Thousands of people took to the streets of Paris and around France in a mass show of anger against anti-Semitism and intolerance following the slaying of an 85-year-old Holocaust survivor.
The wide avenue leading out of Place de la Nation in Paris was a sea of people Wednesday evening. Young and old, rabbis and schoolchildren walked shoulder to shoulder. Some brandished angry banners: “I am Jewish,” read one, “but I’m neither rich, nor a banker, nor do I have a hooked nose.”
Protester Alain Beit is happy about the big turnout — it’s about time, he said.

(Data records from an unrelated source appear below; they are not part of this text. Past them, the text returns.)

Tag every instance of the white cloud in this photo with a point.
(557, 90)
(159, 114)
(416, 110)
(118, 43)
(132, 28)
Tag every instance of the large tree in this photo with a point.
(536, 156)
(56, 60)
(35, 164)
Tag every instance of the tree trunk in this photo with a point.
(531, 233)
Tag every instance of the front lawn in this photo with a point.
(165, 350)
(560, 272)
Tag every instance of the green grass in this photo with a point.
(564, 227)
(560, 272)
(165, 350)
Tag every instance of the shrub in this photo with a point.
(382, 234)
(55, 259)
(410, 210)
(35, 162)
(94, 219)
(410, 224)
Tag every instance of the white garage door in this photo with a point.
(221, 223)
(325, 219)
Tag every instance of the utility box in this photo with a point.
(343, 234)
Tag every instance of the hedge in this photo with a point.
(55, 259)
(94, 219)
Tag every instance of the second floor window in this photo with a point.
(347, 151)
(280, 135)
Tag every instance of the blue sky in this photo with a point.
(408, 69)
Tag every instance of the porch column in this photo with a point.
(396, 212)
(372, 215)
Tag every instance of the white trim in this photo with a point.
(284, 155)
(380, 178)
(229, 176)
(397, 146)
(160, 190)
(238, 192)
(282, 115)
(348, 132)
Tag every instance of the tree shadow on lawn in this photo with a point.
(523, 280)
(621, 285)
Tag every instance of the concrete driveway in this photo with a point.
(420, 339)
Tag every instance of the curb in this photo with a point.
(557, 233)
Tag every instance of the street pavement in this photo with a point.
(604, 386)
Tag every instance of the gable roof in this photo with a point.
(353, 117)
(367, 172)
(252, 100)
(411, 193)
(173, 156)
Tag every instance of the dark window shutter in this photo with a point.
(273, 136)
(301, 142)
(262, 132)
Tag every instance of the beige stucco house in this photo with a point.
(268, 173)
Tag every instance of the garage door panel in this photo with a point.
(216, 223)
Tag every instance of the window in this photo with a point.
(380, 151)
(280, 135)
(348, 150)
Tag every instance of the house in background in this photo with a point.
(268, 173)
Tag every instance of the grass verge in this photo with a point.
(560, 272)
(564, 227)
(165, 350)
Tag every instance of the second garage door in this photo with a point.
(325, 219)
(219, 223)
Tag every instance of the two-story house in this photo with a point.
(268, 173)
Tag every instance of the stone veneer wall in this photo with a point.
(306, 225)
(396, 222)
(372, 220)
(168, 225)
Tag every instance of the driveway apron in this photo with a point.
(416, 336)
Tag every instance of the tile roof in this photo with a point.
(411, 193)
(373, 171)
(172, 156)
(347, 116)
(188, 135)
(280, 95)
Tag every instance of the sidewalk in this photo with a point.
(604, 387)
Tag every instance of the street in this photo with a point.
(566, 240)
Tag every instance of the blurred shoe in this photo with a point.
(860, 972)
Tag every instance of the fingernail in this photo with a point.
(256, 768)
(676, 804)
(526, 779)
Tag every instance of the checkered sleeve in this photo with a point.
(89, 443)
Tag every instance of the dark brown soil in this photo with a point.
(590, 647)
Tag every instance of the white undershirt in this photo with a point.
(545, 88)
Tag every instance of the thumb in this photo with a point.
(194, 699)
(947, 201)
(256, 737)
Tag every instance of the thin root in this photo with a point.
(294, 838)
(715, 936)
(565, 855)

“I’m Jewish and also I’m gay,” he said. “We’re in the middle of two different kinds of hate — anti-Semitism ... but we also feel the hate against the LGBTQ people.”
The march comes nearly a week after the stabbing death of Holocaust survivor Mireille Knoll, 85, in her apartment not far from here. Two men have been arrested in her slaying, which police believe was motivated by anti-Semitism. It is the latest in a string of at times horrific anti-Semitic attacks over the past decade, including a 2015 terrorist strike on a Kosher supermarket. A record number of French Jews have emigrated to Israel in recent years.
Jews and non-Jews marched together. Valerie Bougault walked with a Jewish friend and her son.
“I’m here because it’s absolutely unbelievable in 2018 to have an anti-Semitic … whether it’s done by little crooks, or its ideological, it’s absolutely unbelievable. In France, we do have to make an effort in the schools, in the suburbs, everywhere,” Bougault said.
Interviewed before the march, Jewish Consistory President Joel Mergui says while anti-Semitism hasn’t necessarily gotten worse, attacks and aggressions against Jews continue to grow. It’s serious, he says, that the country hasn’t been able to find a solution to issues like anti-Semitism, radical Islam and terrorism.
Not everyone was welcome at the march. Far-right leader Marine Le Pen and far-left politician Jean-Luc Melenchon made an appearance to jeers from the crowd. Earlier, Jewish leaders said they were not welcome.
The march caps a day that marked another hate crime, as French President Emmanuel Macron paid tribute to police officer Arnaud Beltram who sacrificed his life in an Islamist attack last Friday — the same day Knoll was killed. Macron, who also attended Knoll’s funeral Wednesday, called her death a barbaric act and vowed to fight anti-Semitism.